Les virus à ARN (comme le SRAS-CoV-2, ceux de la grippe commune ou de la dengue, entre autres) utilisent le même mécanisme pour infecter une cellule humaine et produire des copies de leur propre code génétique. C’est ainsi qu’ils se répliquent dans notre organisme.

Les vaccins génétiques utilisent un morceau du code génétique du virus pour que l’organisme fabrique une protéine comme celle du coronavirus. Et c’est ce qui génère une réponse immunitaire dans notre corps.

Des décennies de recherche

La méthode qui utilise l’ARNm dans les vaccins n’est pas apparue avec la pandémie de coronavirus. Cette technologie a commencé à être développée dans les années 1990 mais a fait un bond en avant ces 15 dernières années grâce à des découvertes qui l’ont rendue, petit à petit, plus sûre et plus efficace.

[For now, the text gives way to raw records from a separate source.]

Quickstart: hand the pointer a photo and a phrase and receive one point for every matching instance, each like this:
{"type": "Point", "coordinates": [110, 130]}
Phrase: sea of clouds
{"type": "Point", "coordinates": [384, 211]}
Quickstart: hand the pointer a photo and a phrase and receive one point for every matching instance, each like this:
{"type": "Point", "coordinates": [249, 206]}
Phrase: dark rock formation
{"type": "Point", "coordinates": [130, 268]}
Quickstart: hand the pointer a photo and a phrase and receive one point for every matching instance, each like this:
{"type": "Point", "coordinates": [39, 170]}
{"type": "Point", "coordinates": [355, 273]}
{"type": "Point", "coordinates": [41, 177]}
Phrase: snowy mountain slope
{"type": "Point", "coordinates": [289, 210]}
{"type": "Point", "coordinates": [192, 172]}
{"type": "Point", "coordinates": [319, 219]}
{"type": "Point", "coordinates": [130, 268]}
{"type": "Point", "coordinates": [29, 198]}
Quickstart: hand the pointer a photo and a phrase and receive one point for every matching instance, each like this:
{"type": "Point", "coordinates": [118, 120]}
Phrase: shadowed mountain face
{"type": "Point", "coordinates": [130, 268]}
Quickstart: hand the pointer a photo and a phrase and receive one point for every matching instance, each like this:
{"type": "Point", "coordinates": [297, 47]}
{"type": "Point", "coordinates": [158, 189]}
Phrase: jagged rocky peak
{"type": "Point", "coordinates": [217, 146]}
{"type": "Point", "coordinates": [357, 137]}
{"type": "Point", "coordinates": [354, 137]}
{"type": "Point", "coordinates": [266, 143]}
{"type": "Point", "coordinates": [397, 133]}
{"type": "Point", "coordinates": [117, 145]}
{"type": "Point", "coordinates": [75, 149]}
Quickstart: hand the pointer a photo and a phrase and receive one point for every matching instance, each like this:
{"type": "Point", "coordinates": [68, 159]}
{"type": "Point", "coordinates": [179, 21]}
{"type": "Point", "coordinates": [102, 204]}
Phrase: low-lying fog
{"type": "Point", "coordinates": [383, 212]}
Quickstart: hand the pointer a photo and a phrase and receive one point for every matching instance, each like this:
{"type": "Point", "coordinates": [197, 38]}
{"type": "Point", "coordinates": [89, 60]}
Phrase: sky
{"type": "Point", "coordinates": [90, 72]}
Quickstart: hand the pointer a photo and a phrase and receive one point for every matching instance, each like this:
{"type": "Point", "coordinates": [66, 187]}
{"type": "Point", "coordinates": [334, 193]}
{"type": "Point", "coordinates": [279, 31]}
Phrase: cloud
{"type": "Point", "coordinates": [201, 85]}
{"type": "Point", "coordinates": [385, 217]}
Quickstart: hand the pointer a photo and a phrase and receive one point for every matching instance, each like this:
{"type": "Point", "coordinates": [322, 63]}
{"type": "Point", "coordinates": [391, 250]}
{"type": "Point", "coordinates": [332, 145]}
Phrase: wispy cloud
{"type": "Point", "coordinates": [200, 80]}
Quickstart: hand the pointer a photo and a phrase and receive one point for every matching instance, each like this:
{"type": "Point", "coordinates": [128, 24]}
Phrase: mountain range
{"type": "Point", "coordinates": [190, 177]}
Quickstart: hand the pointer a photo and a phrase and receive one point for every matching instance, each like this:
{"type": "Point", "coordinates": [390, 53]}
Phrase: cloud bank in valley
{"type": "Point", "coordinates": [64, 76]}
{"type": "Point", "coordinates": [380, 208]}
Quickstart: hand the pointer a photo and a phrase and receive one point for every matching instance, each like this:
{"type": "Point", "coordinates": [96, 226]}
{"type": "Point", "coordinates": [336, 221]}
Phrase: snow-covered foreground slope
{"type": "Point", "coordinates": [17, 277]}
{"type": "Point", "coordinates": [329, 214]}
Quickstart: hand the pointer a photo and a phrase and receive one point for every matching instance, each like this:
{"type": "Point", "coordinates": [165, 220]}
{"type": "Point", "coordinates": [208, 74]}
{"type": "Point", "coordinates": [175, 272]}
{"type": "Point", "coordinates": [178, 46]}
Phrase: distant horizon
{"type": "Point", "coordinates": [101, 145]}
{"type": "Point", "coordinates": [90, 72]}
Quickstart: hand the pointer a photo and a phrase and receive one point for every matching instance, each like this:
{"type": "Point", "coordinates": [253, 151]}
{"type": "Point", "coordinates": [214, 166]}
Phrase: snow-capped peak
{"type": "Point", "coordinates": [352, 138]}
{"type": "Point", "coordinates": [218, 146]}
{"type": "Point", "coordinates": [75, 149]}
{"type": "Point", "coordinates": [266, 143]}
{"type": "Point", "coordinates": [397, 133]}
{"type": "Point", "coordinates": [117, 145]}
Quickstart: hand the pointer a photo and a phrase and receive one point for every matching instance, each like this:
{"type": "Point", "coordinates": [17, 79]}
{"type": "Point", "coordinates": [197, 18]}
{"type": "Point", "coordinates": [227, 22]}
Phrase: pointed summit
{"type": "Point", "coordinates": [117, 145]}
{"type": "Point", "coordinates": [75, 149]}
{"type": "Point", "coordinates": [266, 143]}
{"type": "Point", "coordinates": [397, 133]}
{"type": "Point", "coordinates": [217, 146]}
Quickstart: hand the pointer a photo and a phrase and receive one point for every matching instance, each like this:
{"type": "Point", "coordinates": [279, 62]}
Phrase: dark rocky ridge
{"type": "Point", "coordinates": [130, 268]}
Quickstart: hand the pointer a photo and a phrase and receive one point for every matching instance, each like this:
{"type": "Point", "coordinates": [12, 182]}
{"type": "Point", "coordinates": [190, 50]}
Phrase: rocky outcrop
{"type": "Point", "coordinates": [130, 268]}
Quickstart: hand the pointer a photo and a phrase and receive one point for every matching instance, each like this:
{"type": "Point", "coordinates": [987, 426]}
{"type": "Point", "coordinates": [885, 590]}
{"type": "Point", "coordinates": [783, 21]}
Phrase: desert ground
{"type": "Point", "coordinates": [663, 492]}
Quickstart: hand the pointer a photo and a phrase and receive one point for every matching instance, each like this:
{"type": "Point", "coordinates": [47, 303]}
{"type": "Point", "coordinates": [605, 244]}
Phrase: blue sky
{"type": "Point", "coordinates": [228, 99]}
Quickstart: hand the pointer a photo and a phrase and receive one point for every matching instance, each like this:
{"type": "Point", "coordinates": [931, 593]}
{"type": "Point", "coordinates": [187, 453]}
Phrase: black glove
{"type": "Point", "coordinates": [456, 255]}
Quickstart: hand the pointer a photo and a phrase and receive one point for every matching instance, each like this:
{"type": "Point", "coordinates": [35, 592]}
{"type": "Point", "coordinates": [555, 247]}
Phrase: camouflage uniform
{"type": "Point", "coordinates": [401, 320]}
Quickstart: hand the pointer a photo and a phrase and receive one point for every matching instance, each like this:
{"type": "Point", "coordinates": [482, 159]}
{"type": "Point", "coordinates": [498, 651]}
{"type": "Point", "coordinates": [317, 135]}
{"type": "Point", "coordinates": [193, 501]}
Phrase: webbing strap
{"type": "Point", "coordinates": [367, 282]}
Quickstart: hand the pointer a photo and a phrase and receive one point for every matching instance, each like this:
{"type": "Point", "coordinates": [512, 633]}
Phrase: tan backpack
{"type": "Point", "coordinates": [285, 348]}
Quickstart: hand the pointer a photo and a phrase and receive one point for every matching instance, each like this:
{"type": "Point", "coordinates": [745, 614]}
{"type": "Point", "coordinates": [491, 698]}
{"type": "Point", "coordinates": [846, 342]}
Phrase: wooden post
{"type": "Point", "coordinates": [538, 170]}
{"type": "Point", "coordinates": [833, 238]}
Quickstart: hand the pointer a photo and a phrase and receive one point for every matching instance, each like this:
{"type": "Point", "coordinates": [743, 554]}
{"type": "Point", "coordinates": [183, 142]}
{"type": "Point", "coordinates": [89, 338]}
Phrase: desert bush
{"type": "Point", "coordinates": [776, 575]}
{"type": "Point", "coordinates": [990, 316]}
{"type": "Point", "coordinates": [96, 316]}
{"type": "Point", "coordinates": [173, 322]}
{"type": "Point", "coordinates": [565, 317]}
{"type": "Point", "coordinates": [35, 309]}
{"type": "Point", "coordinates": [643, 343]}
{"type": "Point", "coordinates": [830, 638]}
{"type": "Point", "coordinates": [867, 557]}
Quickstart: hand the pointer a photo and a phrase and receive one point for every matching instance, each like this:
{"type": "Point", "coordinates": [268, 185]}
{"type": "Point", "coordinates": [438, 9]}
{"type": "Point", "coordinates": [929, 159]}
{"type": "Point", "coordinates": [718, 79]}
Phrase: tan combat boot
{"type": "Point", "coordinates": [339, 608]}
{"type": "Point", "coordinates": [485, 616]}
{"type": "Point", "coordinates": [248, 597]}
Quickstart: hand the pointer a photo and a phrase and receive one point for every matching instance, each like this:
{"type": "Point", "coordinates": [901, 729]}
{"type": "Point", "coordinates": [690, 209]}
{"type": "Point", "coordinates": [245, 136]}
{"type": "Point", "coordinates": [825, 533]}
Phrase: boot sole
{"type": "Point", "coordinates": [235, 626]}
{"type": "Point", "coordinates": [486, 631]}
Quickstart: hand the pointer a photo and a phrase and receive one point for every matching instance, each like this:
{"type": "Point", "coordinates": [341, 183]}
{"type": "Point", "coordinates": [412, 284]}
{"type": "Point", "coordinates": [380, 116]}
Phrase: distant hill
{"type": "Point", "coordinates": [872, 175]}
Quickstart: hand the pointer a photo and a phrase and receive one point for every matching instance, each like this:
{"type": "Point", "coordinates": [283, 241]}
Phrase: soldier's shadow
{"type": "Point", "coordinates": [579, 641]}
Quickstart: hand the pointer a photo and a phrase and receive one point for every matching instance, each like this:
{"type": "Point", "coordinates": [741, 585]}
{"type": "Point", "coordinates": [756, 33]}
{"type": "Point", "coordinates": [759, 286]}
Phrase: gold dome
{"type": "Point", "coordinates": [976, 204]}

Tout comme le cofondateur de Moderna Noubar Afeyan, les cofondateurs allemands de BioNTech, Özlem Türeci et Uğur Şahin, ont expliqué qu’ils travaillaient sur des vaccins à ARNm pour traiter le cancer bien avant l’apparition du covid-19.

C’était, en fait, l’idée originale.

” Nous travaillons sur l’ARNm depuis plus de 20 ans. La raison pour laquelle nous avons commencé était notre vision d’une thérapie anticancéreuse individualisée, basée sur l’observation des antigènes tumoraux “, a déclaré Uğur Şahin dans la revue de recherche et d’innovation Horizon .

“Nous avons compris qu’une future thérapie pourrait (être basée sur) l’analyse de la tumeur du patient et la découverte des antigènes qui lui conviendraient, puis la production d’un vaccin à partir de ces informations”, a-t-il ajouté.

Les médecins ont expliqué que, pour rendre possible un traitement du cancer, il faut utiliser la “technologie appropriée” qui, d’une part, induit une forte réponse immunitaire contre tout type d’antigène tumoral et, d’autre part, peut être fabriquée en “quelques semaines”. “Eh bien, cette maladie progresse très vite”.

“Révolution silencieuse”

La technologie de l’ARNm a été qualifiée de “révolution silencieuse”. Des chercheurs du monde entier ont assuré qu’elle restera dans les mémoires comme l’une des inventions scientifiques les plus importantes de ces dernières décennies.

Et pas seulement en raison de son potentiel pour développer des traitements contre le cancer, mais aussi contre de nombreuses autres maladies.

La sclérose en plaques, la tuberculose, le paludisme et même la grippe saisonnière (influenza) pourraient être traités grâce à ce type d’inoculations.

Selon son cofondateur, Moderna teste déjà 20 médicaments basés sur la technologie ARNm, notamment contre Zika, contre une grave infection virale appelée cytomégalovirus (CMV), contre le virus respiratoire syncytial et se concentre sur “l’amélioration” du vaccin actuel contre la grippe.

“Il existe de nombreuses maladies génétiques rares pour lesquelles nous pensons que l’ARNm peut offrir un espoir et une solution”, a déclaré Afeyan à BBC Mundo.

Pour l’infectiologue de l’Université catholique du Chili, Jaime Labarca , cette technologie marquera un “avant et un après” dans la manière de fabriquer des vaccins dans le monde.

“Ils vont changer l’avenir des vaccins parce que l’efficacité qu’ils ont montrée, nous ne l’avons jamais connue auparavant”, dit-il à BBC Mundo.

“En outre, ils sont sûrs et ont une capacité de production rapide ; cela a changé la norme pour toujours”, ajoute-t-il.